Systematic Identification and Functional Validation of CASP10 as a DNA-Damage-Responsive Driver of Endothelial Pyroptosis in Atherosclerosis.

Atherosclerosis (AS) is a chronic inflammatory disease driven by endothelial dysfunction and plaque instability. The DNA damage response (DDR) has been implicated in endothelial cell fate; its precise role in AS remains unclear.
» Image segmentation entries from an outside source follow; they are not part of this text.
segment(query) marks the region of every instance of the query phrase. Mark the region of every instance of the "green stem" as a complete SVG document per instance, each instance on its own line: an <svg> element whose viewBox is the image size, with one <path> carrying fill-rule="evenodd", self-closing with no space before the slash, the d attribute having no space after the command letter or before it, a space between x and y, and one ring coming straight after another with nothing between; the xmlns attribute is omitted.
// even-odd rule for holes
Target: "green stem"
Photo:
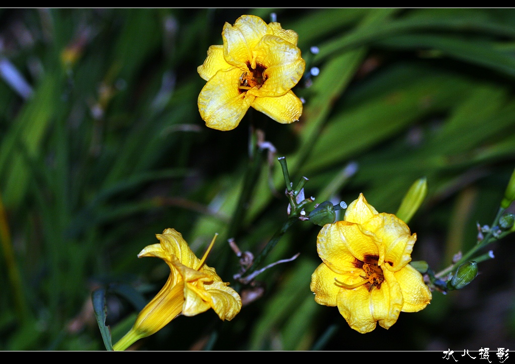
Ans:
<svg viewBox="0 0 515 364"><path fill-rule="evenodd" d="M490 244L491 242L490 242L490 240L492 237L493 237L494 228L497 226L497 225L499 222L499 219L501 219L501 216L502 216L503 213L504 212L505 209L503 209L502 207L499 208L499 210L497 212L497 215L495 215L495 218L494 219L493 222L492 223L492 225L490 225L490 231L488 232L488 233L487 234L486 236L485 236L483 240L479 242L475 246L469 250L466 254L461 257L461 259L458 260L454 264L450 265L435 275L435 277L441 278L448 273L454 270L465 262L470 260L471 258L477 252L478 250L484 248L485 246ZM497 238L496 238L496 240L497 240Z"/></svg>
<svg viewBox="0 0 515 364"><path fill-rule="evenodd" d="M120 339L118 342L113 345L113 350L114 351L123 351L140 339L142 339L146 336L144 334L136 332L133 327L123 338Z"/></svg>
<svg viewBox="0 0 515 364"><path fill-rule="evenodd" d="M270 240L268 244L266 244L266 246L263 249L261 253L256 258L255 260L254 261L254 264L252 265L250 268L247 270L247 274L252 273L253 271L255 270L256 268L259 266L260 263L261 261L270 252L270 250L273 249L277 243L279 242L281 237L284 234L284 233L286 232L288 229L289 228L290 226L293 225L294 224L296 223L299 221L299 219L297 216L290 216L290 217L286 221L284 224L283 225L282 227L276 232L276 233L273 234L272 236L272 239Z"/></svg>

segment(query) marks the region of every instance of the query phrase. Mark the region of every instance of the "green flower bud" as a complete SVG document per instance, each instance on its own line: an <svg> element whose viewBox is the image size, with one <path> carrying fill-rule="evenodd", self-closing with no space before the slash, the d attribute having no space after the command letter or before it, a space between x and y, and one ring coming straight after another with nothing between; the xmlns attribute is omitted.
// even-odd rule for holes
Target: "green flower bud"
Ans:
<svg viewBox="0 0 515 364"><path fill-rule="evenodd" d="M447 282L447 288L451 290L461 289L477 276L477 263L473 261L464 263L459 266L452 279Z"/></svg>
<svg viewBox="0 0 515 364"><path fill-rule="evenodd" d="M427 194L427 179L425 177L415 181L402 199L396 215L407 224L422 205Z"/></svg>
<svg viewBox="0 0 515 364"><path fill-rule="evenodd" d="M515 215L507 213L499 219L499 226L503 230L509 230L515 223Z"/></svg>
<svg viewBox="0 0 515 364"><path fill-rule="evenodd" d="M515 201L515 169L511 174L510 181L508 183L508 186L504 192L504 198L501 202L501 207L503 209L507 209L513 201Z"/></svg>
<svg viewBox="0 0 515 364"><path fill-rule="evenodd" d="M427 264L427 262L423 260L417 260L415 262L410 262L409 265L422 274L427 272L427 269L429 269L429 264Z"/></svg>
<svg viewBox="0 0 515 364"><path fill-rule="evenodd" d="M310 221L316 225L323 226L326 224L332 224L336 220L334 207L330 201L324 201L310 212Z"/></svg>

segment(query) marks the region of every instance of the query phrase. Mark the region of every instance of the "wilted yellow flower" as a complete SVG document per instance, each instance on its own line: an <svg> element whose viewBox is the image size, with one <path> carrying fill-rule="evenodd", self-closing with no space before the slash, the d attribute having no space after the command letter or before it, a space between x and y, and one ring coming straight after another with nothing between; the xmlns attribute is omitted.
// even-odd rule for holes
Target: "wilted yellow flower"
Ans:
<svg viewBox="0 0 515 364"><path fill-rule="evenodd" d="M213 308L220 319L230 320L242 308L237 293L222 281L214 268L204 264L216 236L202 260L175 229L167 229L156 236L161 242L146 247L138 256L163 259L170 267L170 276L138 315L131 331L114 345L115 350L124 350L137 340L155 333L181 314L193 316Z"/></svg>
<svg viewBox="0 0 515 364"><path fill-rule="evenodd" d="M267 25L254 15L241 16L234 26L226 23L224 45L210 47L197 69L208 81L198 97L206 125L232 130L250 106L283 124L299 120L302 103L291 89L305 63L298 37L279 23Z"/></svg>
<svg viewBox="0 0 515 364"><path fill-rule="evenodd" d="M317 239L323 263L311 277L315 300L337 306L353 329L388 329L403 312L422 310L431 292L408 263L417 239L395 215L379 213L363 194L349 206L344 221L328 224Z"/></svg>

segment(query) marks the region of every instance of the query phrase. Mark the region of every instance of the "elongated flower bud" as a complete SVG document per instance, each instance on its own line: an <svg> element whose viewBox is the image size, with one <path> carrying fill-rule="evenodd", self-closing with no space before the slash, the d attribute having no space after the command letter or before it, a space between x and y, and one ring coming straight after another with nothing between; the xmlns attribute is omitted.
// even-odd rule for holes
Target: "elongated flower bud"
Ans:
<svg viewBox="0 0 515 364"><path fill-rule="evenodd" d="M509 230L515 223L515 215L507 213L499 219L499 226L503 230Z"/></svg>
<svg viewBox="0 0 515 364"><path fill-rule="evenodd" d="M409 265L422 274L427 272L429 269L429 264L424 260L411 261L409 262Z"/></svg>
<svg viewBox="0 0 515 364"><path fill-rule="evenodd" d="M323 226L326 224L332 224L336 220L334 207L330 201L324 201L310 213L310 221L316 225Z"/></svg>
<svg viewBox="0 0 515 364"><path fill-rule="evenodd" d="M425 177L415 181L402 199L396 215L406 224L411 220L427 194L427 179Z"/></svg>
<svg viewBox="0 0 515 364"><path fill-rule="evenodd" d="M474 280L477 276L477 263L473 261L467 262L459 266L458 270L447 283L450 290L461 289Z"/></svg>
<svg viewBox="0 0 515 364"><path fill-rule="evenodd" d="M504 192L504 198L501 202L501 207L503 209L507 209L513 201L515 201L515 169L511 174L510 181L508 183L508 186Z"/></svg>

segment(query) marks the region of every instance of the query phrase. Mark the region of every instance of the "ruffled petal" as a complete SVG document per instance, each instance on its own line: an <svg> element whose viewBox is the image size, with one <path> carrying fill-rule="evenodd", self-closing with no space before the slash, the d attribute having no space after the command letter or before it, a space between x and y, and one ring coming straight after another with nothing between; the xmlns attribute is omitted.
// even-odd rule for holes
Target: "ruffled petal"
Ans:
<svg viewBox="0 0 515 364"><path fill-rule="evenodd" d="M297 45L299 39L299 34L290 29L283 29L279 23L270 23L268 24L268 32L270 34L280 37L285 41L289 42L294 45Z"/></svg>
<svg viewBox="0 0 515 364"><path fill-rule="evenodd" d="M393 274L383 270L385 281L380 289L372 289L373 316L380 325L388 329L397 321L404 303L401 286ZM376 291L374 292L374 291Z"/></svg>
<svg viewBox="0 0 515 364"><path fill-rule="evenodd" d="M279 97L256 97L251 106L281 124L297 121L302 114L302 102L291 91Z"/></svg>
<svg viewBox="0 0 515 364"><path fill-rule="evenodd" d="M357 261L380 258L373 237L364 234L359 225L347 221L337 221L322 228L317 238L317 251L332 270L340 274L355 269Z"/></svg>
<svg viewBox="0 0 515 364"><path fill-rule="evenodd" d="M205 284L204 296L209 296L210 305L220 319L230 321L242 309L242 299L228 284L222 282Z"/></svg>
<svg viewBox="0 0 515 364"><path fill-rule="evenodd" d="M200 77L209 81L220 69L227 69L232 66L228 63L224 58L224 46L213 45L208 49L208 57L204 63L197 67Z"/></svg>
<svg viewBox="0 0 515 364"><path fill-rule="evenodd" d="M249 92L258 97L284 95L302 78L306 65L300 49L275 35L264 37L252 56L256 64L266 68L263 74L264 83Z"/></svg>
<svg viewBox="0 0 515 364"><path fill-rule="evenodd" d="M340 289L336 299L338 310L347 323L362 334L375 329L376 320L370 311L372 295L364 286L354 289Z"/></svg>
<svg viewBox="0 0 515 364"><path fill-rule="evenodd" d="M380 288L374 287L369 292L363 285L353 289L343 288L338 293L340 313L351 327L362 334L373 330L378 321L388 329L399 317L403 302L400 287L392 273L387 272L385 278Z"/></svg>
<svg viewBox="0 0 515 364"><path fill-rule="evenodd" d="M145 336L152 335L182 311L184 282L176 284L172 280L169 278L159 293L138 314L134 324L137 332L145 333Z"/></svg>
<svg viewBox="0 0 515 364"><path fill-rule="evenodd" d="M268 30L261 18L254 15L240 16L232 26L226 23L222 31L224 56L228 63L243 67L252 59L252 49ZM255 68L255 64L251 64Z"/></svg>
<svg viewBox="0 0 515 364"><path fill-rule="evenodd" d="M184 303L182 306L182 314L185 316L194 316L211 308L209 300L204 299L207 298L205 291L197 287L197 284L185 283L183 294Z"/></svg>
<svg viewBox="0 0 515 364"><path fill-rule="evenodd" d="M325 306L336 306L336 297L341 287L336 285L335 279L340 282L347 277L336 273L323 263L311 275L310 289L315 293L315 300Z"/></svg>
<svg viewBox="0 0 515 364"><path fill-rule="evenodd" d="M358 199L349 205L344 219L351 223L363 224L377 213L373 206L367 202L363 194L360 193Z"/></svg>
<svg viewBox="0 0 515 364"><path fill-rule="evenodd" d="M425 308L433 298L422 275L409 264L393 273L400 285L404 304L403 312L417 312Z"/></svg>
<svg viewBox="0 0 515 364"><path fill-rule="evenodd" d="M208 81L198 96L200 116L209 128L232 130L255 98L238 88L242 70L236 67L219 70Z"/></svg>
<svg viewBox="0 0 515 364"><path fill-rule="evenodd" d="M411 235L409 228L402 220L395 215L382 213L374 215L363 226L382 240L388 269L398 271L411 261L417 235Z"/></svg>

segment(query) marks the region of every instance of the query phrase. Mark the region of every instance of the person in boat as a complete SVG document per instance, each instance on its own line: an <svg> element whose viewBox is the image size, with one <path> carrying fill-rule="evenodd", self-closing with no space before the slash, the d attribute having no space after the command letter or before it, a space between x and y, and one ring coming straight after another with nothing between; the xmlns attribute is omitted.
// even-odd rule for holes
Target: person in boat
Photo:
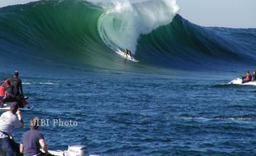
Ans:
<svg viewBox="0 0 256 156"><path fill-rule="evenodd" d="M16 128L22 128L21 112L18 110L18 103L13 102L10 109L0 117L0 155L12 156L19 154L18 145L13 140L12 132Z"/></svg>
<svg viewBox="0 0 256 156"><path fill-rule="evenodd" d="M1 108L5 103L17 101L14 97L13 86L11 85L10 80L6 79L4 84L5 84L4 85L5 94L4 98L2 99L0 103Z"/></svg>
<svg viewBox="0 0 256 156"><path fill-rule="evenodd" d="M40 155L40 148L45 154L48 153L47 145L43 135L38 131L40 126L38 117L31 119L31 130L22 135L20 145L20 152L24 156Z"/></svg>
<svg viewBox="0 0 256 156"><path fill-rule="evenodd" d="M256 81L256 71L254 71L253 73L252 81Z"/></svg>
<svg viewBox="0 0 256 156"><path fill-rule="evenodd" d="M249 82L252 80L252 76L251 74L249 73L249 71L248 71L247 73L246 73L246 76L245 77L242 77L242 83L246 83L246 82Z"/></svg>
<svg viewBox="0 0 256 156"><path fill-rule="evenodd" d="M126 57L130 56L130 58L132 58L132 56L131 56L131 52L128 49L128 48L126 48L125 52L124 52L124 55Z"/></svg>
<svg viewBox="0 0 256 156"><path fill-rule="evenodd" d="M13 86L15 99L19 103L22 103L24 99L22 83L21 79L19 79L19 72L17 71L14 71L13 78L12 78L10 81L11 85Z"/></svg>
<svg viewBox="0 0 256 156"><path fill-rule="evenodd" d="M5 80L6 80L7 79L3 79L0 84L0 102L2 100L2 99L5 96Z"/></svg>

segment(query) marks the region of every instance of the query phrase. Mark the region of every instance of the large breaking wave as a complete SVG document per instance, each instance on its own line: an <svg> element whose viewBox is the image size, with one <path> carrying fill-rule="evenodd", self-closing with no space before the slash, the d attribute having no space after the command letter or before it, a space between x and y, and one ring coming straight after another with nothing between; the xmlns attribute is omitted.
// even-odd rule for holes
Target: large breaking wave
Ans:
<svg viewBox="0 0 256 156"><path fill-rule="evenodd" d="M209 70L255 66L255 29L201 27L177 15L178 9L173 0L40 1L2 7L2 67ZM138 63L124 63L114 52L126 48Z"/></svg>

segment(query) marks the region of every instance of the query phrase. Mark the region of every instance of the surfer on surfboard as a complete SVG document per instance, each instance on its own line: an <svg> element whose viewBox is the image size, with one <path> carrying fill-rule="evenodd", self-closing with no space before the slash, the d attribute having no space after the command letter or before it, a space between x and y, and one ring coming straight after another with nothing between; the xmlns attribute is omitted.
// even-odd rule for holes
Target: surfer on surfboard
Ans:
<svg viewBox="0 0 256 156"><path fill-rule="evenodd" d="M128 48L126 48L124 55L126 57L126 58L128 57L128 56L130 56L130 58L132 59L131 52Z"/></svg>

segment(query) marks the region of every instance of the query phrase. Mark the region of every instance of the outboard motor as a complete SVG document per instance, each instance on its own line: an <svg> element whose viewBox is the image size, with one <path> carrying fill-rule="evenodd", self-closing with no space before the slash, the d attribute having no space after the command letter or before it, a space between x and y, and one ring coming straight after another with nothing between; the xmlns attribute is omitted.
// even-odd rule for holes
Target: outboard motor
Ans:
<svg viewBox="0 0 256 156"><path fill-rule="evenodd" d="M69 145L67 156L89 156L85 145Z"/></svg>

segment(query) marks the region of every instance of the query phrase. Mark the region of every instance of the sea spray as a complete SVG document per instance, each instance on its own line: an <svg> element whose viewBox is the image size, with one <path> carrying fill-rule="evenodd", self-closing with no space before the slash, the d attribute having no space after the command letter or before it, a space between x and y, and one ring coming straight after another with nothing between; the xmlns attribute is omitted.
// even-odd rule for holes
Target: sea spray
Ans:
<svg viewBox="0 0 256 156"><path fill-rule="evenodd" d="M127 0L102 4L106 12L98 21L102 39L111 49L130 48L136 51L140 34L169 24L178 12L175 0L145 1L131 3Z"/></svg>

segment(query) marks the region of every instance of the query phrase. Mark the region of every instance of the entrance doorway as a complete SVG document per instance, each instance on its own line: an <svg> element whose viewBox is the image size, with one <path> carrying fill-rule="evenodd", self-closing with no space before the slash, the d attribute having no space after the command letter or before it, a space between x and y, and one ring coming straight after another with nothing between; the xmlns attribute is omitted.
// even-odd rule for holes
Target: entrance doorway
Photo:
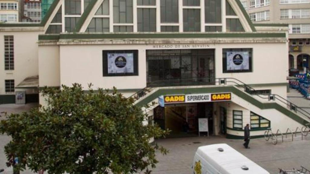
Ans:
<svg viewBox="0 0 310 174"><path fill-rule="evenodd" d="M171 130L168 137L182 137L197 136L198 119L207 118L209 134L212 135L213 113L212 102L167 104L154 109L154 121L162 128Z"/></svg>
<svg viewBox="0 0 310 174"><path fill-rule="evenodd" d="M226 135L227 132L226 125L227 121L226 109L224 107L220 107L219 112L220 133L221 134Z"/></svg>

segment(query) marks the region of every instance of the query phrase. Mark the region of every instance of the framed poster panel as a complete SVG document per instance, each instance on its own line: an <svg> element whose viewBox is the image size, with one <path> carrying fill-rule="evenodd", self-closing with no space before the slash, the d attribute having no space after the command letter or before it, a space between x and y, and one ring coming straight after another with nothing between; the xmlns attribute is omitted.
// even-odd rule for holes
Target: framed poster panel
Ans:
<svg viewBox="0 0 310 174"><path fill-rule="evenodd" d="M138 76L138 50L102 51L104 76Z"/></svg>

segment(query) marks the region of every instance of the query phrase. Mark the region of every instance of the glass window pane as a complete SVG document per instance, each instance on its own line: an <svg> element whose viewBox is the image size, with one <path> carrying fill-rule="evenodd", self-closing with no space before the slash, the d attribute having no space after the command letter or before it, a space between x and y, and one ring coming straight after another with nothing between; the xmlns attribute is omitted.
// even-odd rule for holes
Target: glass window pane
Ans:
<svg viewBox="0 0 310 174"><path fill-rule="evenodd" d="M183 12L183 31L200 31L200 10L184 9Z"/></svg>
<svg viewBox="0 0 310 174"><path fill-rule="evenodd" d="M179 22L178 0L161 0L161 21L162 23Z"/></svg>
<svg viewBox="0 0 310 174"><path fill-rule="evenodd" d="M132 23L133 0L113 0L113 21L115 23Z"/></svg>
<svg viewBox="0 0 310 174"><path fill-rule="evenodd" d="M218 0L205 0L205 19L206 23L222 23L221 1Z"/></svg>

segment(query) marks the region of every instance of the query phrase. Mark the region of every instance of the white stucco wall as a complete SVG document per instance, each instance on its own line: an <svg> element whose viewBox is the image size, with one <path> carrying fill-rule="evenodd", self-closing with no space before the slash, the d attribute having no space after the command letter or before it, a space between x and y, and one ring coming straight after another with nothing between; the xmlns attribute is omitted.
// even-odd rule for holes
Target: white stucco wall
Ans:
<svg viewBox="0 0 310 174"><path fill-rule="evenodd" d="M248 84L265 84L287 82L288 65L287 61L283 61L287 57L286 45L285 43L215 44L208 45L207 48L215 50L216 77L236 78ZM182 45L179 45L182 48ZM119 89L142 88L146 86L145 50L156 49L151 45L67 45L60 47L61 84L70 85L78 82L87 87L87 83L92 83L95 88L111 89L115 86ZM223 48L252 48L253 72L223 73ZM139 51L138 76L103 76L103 50L130 50ZM283 90L280 93L284 95L286 91L286 89Z"/></svg>
<svg viewBox="0 0 310 174"><path fill-rule="evenodd" d="M16 86L28 77L38 74L38 35L39 31L0 32L0 95L5 94L5 80L14 79ZM14 37L14 70L4 70L4 36Z"/></svg>

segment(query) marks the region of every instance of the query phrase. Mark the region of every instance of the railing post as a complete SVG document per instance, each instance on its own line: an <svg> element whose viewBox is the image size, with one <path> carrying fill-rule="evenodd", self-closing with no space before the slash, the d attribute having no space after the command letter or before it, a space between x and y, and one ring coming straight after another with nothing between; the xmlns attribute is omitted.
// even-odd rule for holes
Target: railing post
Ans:
<svg viewBox="0 0 310 174"><path fill-rule="evenodd" d="M274 94L272 94L268 95L268 101L270 101L272 100L274 101L276 100L276 97Z"/></svg>

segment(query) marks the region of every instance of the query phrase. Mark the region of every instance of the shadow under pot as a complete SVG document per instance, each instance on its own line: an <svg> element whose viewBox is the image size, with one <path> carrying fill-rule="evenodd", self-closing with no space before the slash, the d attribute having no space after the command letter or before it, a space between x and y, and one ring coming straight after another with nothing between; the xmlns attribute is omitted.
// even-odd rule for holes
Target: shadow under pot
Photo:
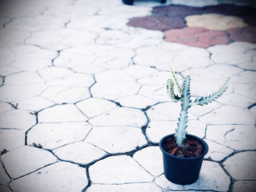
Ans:
<svg viewBox="0 0 256 192"><path fill-rule="evenodd" d="M160 142L159 147L162 152L164 172L165 177L170 182L179 185L189 185L196 182L199 177L203 157L208 153L207 143L202 139L191 134L187 134L188 139L197 141L203 147L200 155L192 158L184 158L173 155L163 148L163 144L168 139L173 137L174 134L164 137Z"/></svg>

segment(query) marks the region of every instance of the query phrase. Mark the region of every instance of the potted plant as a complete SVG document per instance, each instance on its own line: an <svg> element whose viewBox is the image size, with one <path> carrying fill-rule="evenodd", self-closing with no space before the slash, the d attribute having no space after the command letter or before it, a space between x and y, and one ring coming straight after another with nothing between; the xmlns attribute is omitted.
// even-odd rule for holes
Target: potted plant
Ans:
<svg viewBox="0 0 256 192"><path fill-rule="evenodd" d="M192 101L190 77L187 76L181 86L171 67L170 73L171 78L167 80L166 85L167 91L170 99L175 101L181 101L181 111L176 134L164 137L159 142L159 147L162 152L165 177L176 184L189 185L197 180L203 159L208 147L202 139L187 134L188 110L193 105L203 106L215 101L226 91L230 77L226 79L217 91ZM175 88L178 94L174 93Z"/></svg>

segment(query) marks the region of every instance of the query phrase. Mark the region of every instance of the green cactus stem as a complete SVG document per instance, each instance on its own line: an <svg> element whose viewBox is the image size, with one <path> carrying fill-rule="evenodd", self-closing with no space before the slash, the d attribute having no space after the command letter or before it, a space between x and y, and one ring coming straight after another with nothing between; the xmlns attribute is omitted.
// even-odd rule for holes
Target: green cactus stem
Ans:
<svg viewBox="0 0 256 192"><path fill-rule="evenodd" d="M178 118L178 122L177 123L177 128L176 128L176 135L175 138L176 139L177 145L180 147L182 147L182 142L186 139L186 134L187 131L186 128L187 127L187 114L188 110L193 105L201 105L208 104L219 96L222 95L222 93L227 88L227 83L230 80L230 77L227 77L223 85L219 88L219 89L213 93L212 94L207 96L202 96L200 99L196 99L194 101L190 100L190 77L187 76L184 78L184 81L182 84L182 88L180 84L177 80L177 77L176 77L175 72L170 67L170 73L172 79L168 79L166 85L167 92L168 96L171 99L175 101L181 101L181 111L180 113L180 116ZM181 96L178 96L178 94L176 94L174 92L174 85L177 86L178 91L179 93L181 94Z"/></svg>

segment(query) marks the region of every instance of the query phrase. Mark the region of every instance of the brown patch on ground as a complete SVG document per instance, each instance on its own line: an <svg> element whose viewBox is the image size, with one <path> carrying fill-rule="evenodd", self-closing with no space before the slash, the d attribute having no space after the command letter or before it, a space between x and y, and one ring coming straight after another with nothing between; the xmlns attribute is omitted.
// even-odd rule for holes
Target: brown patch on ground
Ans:
<svg viewBox="0 0 256 192"><path fill-rule="evenodd" d="M232 42L226 32L208 30L204 28L185 27L181 29L168 30L164 34L165 40L167 42L203 48Z"/></svg>

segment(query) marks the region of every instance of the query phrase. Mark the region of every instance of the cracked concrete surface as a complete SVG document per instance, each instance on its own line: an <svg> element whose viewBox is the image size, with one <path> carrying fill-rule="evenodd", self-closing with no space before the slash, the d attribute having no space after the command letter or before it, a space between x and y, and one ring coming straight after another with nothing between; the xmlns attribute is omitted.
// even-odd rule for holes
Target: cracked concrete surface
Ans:
<svg viewBox="0 0 256 192"><path fill-rule="evenodd" d="M199 48L127 26L159 5L1 4L0 191L253 191L256 45ZM170 64L181 80L191 75L194 98L232 77L217 102L189 109L189 133L203 138L209 152L198 181L184 186L165 178L157 147L174 133L181 107L165 91Z"/></svg>

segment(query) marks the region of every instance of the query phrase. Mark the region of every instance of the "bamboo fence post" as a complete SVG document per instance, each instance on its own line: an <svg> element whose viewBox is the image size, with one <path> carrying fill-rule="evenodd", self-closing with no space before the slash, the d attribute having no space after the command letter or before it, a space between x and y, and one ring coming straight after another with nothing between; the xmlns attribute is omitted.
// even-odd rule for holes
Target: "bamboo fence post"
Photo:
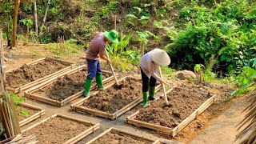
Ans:
<svg viewBox="0 0 256 144"><path fill-rule="evenodd" d="M37 0L34 0L34 29L36 39L38 39L38 7Z"/></svg>
<svg viewBox="0 0 256 144"><path fill-rule="evenodd" d="M162 79L161 67L159 67L159 73L160 73L160 78ZM169 102L168 102L168 99L167 99L167 94L166 94L165 85L162 85L162 89L163 89L163 94L164 94L164 98L165 98L166 103L168 105Z"/></svg>
<svg viewBox="0 0 256 144"><path fill-rule="evenodd" d="M12 38L12 47L16 47L16 34L17 34L17 21L18 21L18 11L19 6L19 0L14 1L14 24L13 24L13 38Z"/></svg>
This study aims to identify DDR-related biomarkers associated with AS and elucidate their mechanisms in endothelial pyroptosis. Our analysis identified 66 DDR-related genes, which achieved over 80% accuracy in discriminating early from advanced lesions and hemorrhagic from non-hemorrhagic plaques in external datasets, and reached 100% accuracy in differentiating plaque stability. CASP10 emerged as a top diagnostic biomarker (AUC = 0.991) compared to other DDR genes. Single-cell analysis confirmed elevated CASP10 expression in endothelial cells of AS plaques. Functional experiments revealed that CASP10 is both necessary and sufficient for ox-LDL-induced DNA damage and pyroptosis in HUVECs. CASP10 overexpression exacerbated γH(2)AX accumulation, NLRP3 expression, GSDMD-N cleavage and IL-1β release, while CASP10 knockdown attenuated these effects. Overall, CASP10 serves as a reliable biomarker for identifying unstable plaques and functions as a pivotal mediator linking DNA damage to endothelial pyroptosis. Targeting CASP10 may represent a novel therapeutic strategy to reduce endothelial cell death and stabilise atherosclerotic plaques.